Poussey: I don’t want her like that. I’m just looking out for her. That’s all.
It’s interesting to compare that relationship with what happened to Poussey before, in Germany. She grew up moving from country to country with her father, a soldier, but was ready to finally settle down, learning to speak German well enough for wordplays, falling in love with a girl, but not unlike Litchfield, it’s an environment that is governed by things that Poussey does not control. When the girl’s father finds out about their relationship, he uses his power – the fact that he is a superior officer – to get Poussey’s father transferred back to the US. The only thing that is left to her is a dramatic attempt, a grand gesture, that is interrupted by her father (who saves her life, probably, and seems unconditionally supportive of his daughter). If it is like coming home, then Poussey has now lost hers: Taystee, under Vee’s influence, almost toys with her, or doesn’t realize the amount of pain she causes, so that retreating becomes a question of self-preservation. Healy seems more home in prison than he does with the wife who refuses to speak a language that he understands, Bennett and Daya can attempt to play house, but ultimately, they will forever be haunted by their circumstances (and also Pornstache), and Larry, the moon, cannot make a home for himself but tries to move into someone else’s. 
Random notes: 
Suzanne: This year I’m loving someone who deserves me. Me.

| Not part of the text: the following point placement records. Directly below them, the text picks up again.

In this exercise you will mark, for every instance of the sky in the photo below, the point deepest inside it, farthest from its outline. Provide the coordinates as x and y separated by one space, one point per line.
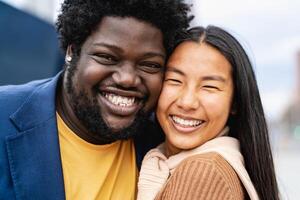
268 29
270 32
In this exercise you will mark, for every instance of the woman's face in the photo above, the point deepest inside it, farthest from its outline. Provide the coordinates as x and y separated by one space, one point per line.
196 97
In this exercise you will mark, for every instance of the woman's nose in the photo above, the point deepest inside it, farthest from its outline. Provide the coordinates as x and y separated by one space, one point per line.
188 100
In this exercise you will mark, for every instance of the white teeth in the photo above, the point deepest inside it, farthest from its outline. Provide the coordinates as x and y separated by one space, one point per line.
120 100
186 122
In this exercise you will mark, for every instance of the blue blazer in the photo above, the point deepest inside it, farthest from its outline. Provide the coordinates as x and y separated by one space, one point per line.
30 162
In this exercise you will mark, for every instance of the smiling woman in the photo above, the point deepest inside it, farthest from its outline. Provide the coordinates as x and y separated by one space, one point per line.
217 144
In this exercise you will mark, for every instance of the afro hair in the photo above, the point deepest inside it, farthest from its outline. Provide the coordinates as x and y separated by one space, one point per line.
78 18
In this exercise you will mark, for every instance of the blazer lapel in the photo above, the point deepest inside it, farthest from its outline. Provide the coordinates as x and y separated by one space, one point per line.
33 153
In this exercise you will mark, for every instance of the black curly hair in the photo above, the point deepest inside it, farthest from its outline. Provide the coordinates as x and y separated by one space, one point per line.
79 18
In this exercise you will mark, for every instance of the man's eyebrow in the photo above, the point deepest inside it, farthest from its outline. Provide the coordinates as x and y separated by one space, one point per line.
117 48
175 70
154 54
110 46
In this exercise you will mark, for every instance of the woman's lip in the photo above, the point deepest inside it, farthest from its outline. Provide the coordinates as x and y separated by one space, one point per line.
120 110
184 129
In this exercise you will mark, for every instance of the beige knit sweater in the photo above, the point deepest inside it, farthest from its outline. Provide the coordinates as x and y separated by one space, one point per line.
205 177
213 171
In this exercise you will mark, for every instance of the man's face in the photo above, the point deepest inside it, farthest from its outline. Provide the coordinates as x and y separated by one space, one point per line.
118 75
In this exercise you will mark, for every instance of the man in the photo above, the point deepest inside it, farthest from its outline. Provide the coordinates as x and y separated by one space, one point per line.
82 134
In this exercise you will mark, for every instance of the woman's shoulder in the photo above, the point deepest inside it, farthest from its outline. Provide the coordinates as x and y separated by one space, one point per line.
204 176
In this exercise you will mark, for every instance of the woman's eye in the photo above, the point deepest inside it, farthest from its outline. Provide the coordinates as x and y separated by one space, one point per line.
151 67
211 87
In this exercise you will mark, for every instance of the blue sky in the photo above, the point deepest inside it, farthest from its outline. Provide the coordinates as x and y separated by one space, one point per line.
268 29
270 32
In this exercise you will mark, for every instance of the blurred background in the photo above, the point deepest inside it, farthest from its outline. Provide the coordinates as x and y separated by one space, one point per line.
269 30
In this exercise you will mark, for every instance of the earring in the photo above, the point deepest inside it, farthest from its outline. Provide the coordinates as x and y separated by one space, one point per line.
68 58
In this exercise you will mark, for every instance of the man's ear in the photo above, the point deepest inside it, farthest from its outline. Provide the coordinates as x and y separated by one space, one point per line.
69 54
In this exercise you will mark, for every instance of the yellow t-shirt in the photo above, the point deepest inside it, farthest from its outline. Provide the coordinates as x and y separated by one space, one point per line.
96 171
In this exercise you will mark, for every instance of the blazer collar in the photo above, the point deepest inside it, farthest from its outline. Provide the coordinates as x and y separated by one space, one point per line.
34 153
38 107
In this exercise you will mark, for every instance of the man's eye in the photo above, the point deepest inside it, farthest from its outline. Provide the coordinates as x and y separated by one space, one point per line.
173 81
151 67
105 59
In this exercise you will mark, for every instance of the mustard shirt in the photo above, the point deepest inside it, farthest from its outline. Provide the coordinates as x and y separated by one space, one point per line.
96 171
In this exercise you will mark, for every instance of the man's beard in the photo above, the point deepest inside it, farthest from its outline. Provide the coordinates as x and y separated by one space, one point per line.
89 114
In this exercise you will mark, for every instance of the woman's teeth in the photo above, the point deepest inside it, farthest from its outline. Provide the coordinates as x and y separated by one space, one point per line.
185 122
119 100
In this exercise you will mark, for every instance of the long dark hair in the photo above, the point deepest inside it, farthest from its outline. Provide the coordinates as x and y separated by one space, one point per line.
248 123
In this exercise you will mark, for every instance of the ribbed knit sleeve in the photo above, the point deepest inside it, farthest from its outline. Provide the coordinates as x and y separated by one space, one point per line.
203 177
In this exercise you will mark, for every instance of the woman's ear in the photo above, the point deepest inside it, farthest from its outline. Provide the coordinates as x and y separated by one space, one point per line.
233 109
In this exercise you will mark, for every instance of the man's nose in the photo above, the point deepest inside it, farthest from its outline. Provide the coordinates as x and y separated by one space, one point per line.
127 76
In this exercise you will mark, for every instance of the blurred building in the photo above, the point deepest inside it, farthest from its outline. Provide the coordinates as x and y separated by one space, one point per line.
291 117
29 47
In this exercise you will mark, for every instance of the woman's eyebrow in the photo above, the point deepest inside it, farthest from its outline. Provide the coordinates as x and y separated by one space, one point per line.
213 78
175 70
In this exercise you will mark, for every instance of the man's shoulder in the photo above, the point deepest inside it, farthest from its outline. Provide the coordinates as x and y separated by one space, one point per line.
13 96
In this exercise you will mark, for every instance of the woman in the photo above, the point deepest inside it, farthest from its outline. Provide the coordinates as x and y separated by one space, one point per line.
217 144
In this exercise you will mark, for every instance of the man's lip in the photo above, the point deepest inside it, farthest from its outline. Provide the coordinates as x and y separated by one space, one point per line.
120 92
120 110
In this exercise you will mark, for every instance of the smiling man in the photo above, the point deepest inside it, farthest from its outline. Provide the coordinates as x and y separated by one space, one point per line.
83 133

If only, Suzanne. If only. 
I do not care about Piper and Larry but there is some merit in their conversation about whether Piper can truly commit, if “future Piper” can commit – because Piper can only hope, she doesn’t know, she still doesn’t know who she is, so how could she make promises about the future? Which is the exciting and terrifying thing about love. A sentence later, Larry asks Piper to steal a story for him, because he still is the fucking moon and has no light of his own (and Piper turns it around later, deciding she will steal that story back for herself, because if anything, the story of how Litchfield misappropriates fund IS a story that the inmates should tell). 
Pennsatucky: Are you calling me Hillary Clinton? Leanne: When the pantsuit fits…
“It’s a metaphor, you potato with eyes.”
Suzanne: It's like you become more you. Which normally is like... But now it's okay... because the person, like, whoever, they chose to take all that on. All that weird stuff. Whatever's wrong or bad or hiding in you. Suddenly it's alright. You don't feel like such a freak anymore.
The episode isn’t just about love, while everyone else is busy preparing for Valentine’s Day, two characters connect with the outside: Red through the sewers under the greenhouse, Vee through her newly established power seat in custodial. They’re both eager to grow their businesses and their power. 
Es gibt ein Sprichwort über die Liebe. Es gibt viele Sprichwörter über die Liebe. Ich denke an das eine Sprichwort das sagt, Liebe besteht nicht darin einander anzustarren, sondern in die gleiche Richtung zu blicken. Das gefällt mir nicht. Ich starre dich viel zu gerne an.